Lá para as 10h, ou 10h15, faço uma “pausa”. Mas é para descansar? Não!
Coisas que normalmente faço na pausa:
- fazer a minha cama
- estender toalhas de banho para secar
- dar um jeito na cama do Marcos que nunca fica feita em condições
- limpar alguma porcaria que as cadelas tenham feito no terraço (há sempre qualquer coisa, porque a Emma continua a fazer porcaria em casa mesmo indo à rua…)
- preparar o estudo do Marcos para esse dia (abrir emails com as fichas, orientar as coisas…)
- às vezes, pôr uma máquina de roupa a fazer
Isto tudo em modo super acelerado e quando se dá conta já devia ter voltado há dois minutos.
Mais trabalho. Com o Marcos sentado o tempo todo ao meu lado, a fazer fitas, a chamar-me de minuto a minuto para perguntar qualquer coisa, mesmo que não tenha necessidade de perguntar, a puxar-me o braço ou segurar-me a mão para me chamar a atenção, quando estou a tentar escrever no computador…

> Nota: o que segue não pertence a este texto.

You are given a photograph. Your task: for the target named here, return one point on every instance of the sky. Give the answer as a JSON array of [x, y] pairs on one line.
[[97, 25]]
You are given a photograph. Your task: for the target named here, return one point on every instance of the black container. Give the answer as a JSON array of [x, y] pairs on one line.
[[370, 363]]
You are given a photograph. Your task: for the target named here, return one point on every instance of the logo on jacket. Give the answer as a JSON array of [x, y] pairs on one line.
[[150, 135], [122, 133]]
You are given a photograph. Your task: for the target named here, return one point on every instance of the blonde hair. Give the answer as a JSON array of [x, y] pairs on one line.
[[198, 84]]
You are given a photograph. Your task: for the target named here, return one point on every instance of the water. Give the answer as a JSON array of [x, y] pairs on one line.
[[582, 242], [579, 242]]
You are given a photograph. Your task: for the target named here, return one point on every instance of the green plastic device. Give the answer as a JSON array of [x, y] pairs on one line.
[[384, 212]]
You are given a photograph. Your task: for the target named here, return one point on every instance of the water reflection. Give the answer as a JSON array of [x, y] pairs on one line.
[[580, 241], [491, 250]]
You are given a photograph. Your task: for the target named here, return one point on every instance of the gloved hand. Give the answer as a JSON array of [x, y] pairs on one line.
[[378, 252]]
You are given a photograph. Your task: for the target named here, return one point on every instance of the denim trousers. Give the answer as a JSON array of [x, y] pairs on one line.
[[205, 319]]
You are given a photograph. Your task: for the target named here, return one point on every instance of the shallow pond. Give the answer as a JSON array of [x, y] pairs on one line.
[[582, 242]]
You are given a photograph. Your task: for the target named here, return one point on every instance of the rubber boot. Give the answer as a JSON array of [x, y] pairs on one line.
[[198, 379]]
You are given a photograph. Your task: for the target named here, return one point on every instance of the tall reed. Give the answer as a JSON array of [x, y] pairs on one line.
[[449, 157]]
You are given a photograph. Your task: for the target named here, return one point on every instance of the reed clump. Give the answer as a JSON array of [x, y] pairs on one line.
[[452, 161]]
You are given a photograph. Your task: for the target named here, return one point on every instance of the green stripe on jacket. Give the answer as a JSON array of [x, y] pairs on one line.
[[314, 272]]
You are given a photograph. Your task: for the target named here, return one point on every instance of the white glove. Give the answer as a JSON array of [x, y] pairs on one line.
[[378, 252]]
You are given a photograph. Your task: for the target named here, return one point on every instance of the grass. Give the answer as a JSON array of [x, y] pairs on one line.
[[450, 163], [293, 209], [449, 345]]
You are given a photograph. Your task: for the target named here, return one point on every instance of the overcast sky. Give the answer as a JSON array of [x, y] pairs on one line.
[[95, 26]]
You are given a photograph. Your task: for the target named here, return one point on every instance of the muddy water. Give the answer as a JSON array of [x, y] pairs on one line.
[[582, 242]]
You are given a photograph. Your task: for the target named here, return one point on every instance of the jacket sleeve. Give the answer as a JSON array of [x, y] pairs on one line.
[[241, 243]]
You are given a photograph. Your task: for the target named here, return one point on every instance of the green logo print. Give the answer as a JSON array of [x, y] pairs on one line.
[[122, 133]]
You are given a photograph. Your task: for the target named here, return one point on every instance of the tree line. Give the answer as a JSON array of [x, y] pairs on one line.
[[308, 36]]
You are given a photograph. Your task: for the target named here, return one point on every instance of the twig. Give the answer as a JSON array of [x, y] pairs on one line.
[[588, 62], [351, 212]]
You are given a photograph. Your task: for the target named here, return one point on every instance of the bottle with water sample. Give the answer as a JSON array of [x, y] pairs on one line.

Enfim, “o que vale é que está quase na hora de almoço”.
Hora de almoço:
- orientar o almoço
- estender roupa (às vezes)
- despejar loiça da máquina
- pôr a mesa
- ver se há mais porcarias das cadelas no terraço para limpar
- pôr água fresca às cadelas
- arrumar compras (às vezes)
- sentar para comer e…ooops, faltam 5m para voltar…
Na maioria dos dias já não consigo arrumar a loiça na máquina e limpar mesa e bancadas etc. Fica para alguém fazer. Às vezes os miúdos ajudam a pôr a mesa, tratar das cadelas, arrumar a loiça. Mas às vezes estão em calls ou trabalhos ou cenas e anda aqui a barata tonta a fazer tudo em modo câmara acelerada. Quando me sento para trabalhar até estou mal disposta de ter comido tão rápido.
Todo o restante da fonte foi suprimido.